Cominciare bene la giornata facendo un’adeguata prima colazione consente di fornire all’organismo le energie necessarie ad affrontare le sfide del quotidiano. Un’abitudine che andrebbe interiorizzata sin da piccoli, in quanto un corretto stile alimentare a cominciare dal primo pasto del mattino (che non andrebbe mai saltato) evita di andare incontro a problematiche come l’obesità. Quest’aspetto viene puntualizzato anche in un articolo pubblicato su Medical Facts di Roberto Burioni. Qui il dietista Giacomo Astrua spiega come per i bambini tra i 6 e gli 11 anni la prima colazione deve fornire il 15 per cento dell’apporto delle calorie di un’intera giornata. Calcolando per questa fascia d’età un fabbisogno medio di 1950 Kcal al giorno, la colazione dovrà fornirne circa 290.

I consigli per i più piccoli
Tra le opzioni proposte nell’articolo, quindi, troviamo 1 bicchiere di latte parzialmente scremato (69 Kcal per 150 cc) , o intero (96 Kcal). Nel caso di uno yougurt bianco le calorie saranno 83 per un vasetto da 125 g. A questo si può aggiungere del pane o delle fette biscottate con marmellata per un totale di circa 200 Kcal. Solo come ultima ipotesi le classiche merendine o 4 biscotti. In alternativa, 1 o 2 volte a settimana, si potrebbe optare per una colazione salata con una spremuta d’arancia, sempre tenendo presente il limite di 280 Kcal.
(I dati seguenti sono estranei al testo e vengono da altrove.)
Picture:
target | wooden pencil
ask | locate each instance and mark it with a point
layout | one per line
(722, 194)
Ovviamente conclude l’esperto, le indicazioni non sono particolareggiate per cui per maggiori informazioni ogni genitore dovrebbe in ogni caso consultare il pediatra.

La ricerca
In ogni caso, e non solo per i più piccoli, l’importante è cercare di non saltare mai questo pasto. Su questo punto, però, almeno per quanto riguarda noi italiani non sembra ci siano problemi. Infatti, secondo una ricerca dell’Osservatorio Doxa/UnionFood l’88 per cento fa colazione ogni giorno (dato in aumento rispetto a 6 anni fa quando era pari all’86 per cento). Le percentuali aumentano (98 per cento) se si considerano le famiglie con figli sotto i 14 anni, circa 4 milioni di persone. Il dato negativo riguarda la fascia tra i 15 e i 24 anni, dove il 18 per cento salta la prima colazione. Le motivazioni evidenziate dallo studio sono la difficoltà a mangiare appena svegli (29 per cento), la preferenza a posticipare il primo pasto a metà mattinata (25 per cento) e la difficoltà a conciliarlo con la routine del mattino, perché ci si alza troppo tardi (16 per cento) o per mancanza di tempo (15 per cento).
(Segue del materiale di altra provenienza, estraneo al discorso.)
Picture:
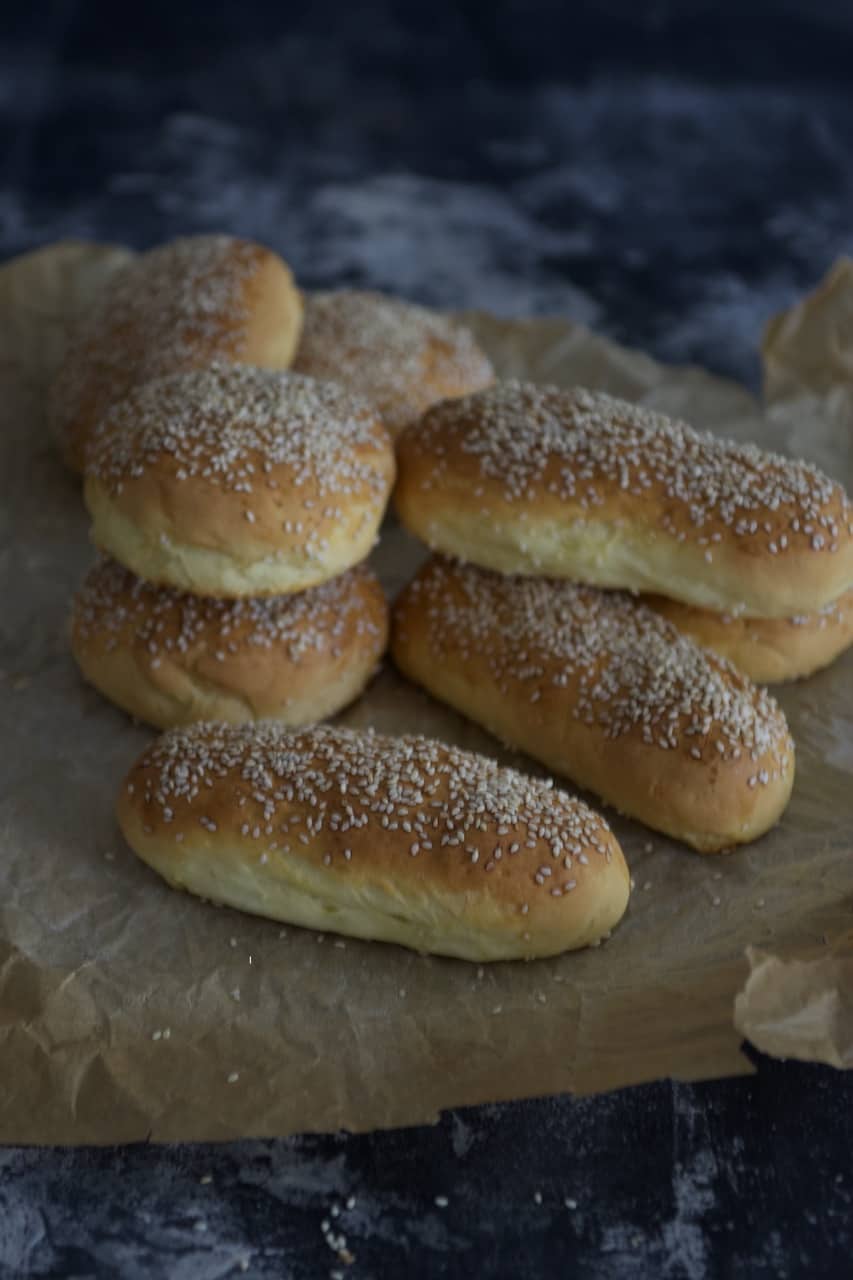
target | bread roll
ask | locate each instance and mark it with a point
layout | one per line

Come spiega Andrea Ghiselli, presidente Sisa (Società italiana di scienza dell’alimentazione), «una buona prima colazione dovrebbe apportare tra il 15 e il 25 per cento dell’energia complessiva della giornata. È sicuramente corretto consumare latte o yogurt, che non dovrebbero mai mancare e assicurano un buon apporto di calcio; bene inserire i cereali (riso, avena eccetera) o derivati (pane, biscotti, cereali da colazione eccetera)». Tuttavia, aggiunge, gli italiani non sono abituati a mangiare frutta al mattino, quando è «quasi totalmente assente e che invece andrebbe inserita, sia per favorire l’idratazione che per il suo contenuto di fibra, vitamine, minerali e per l’effetto sulla sazietà».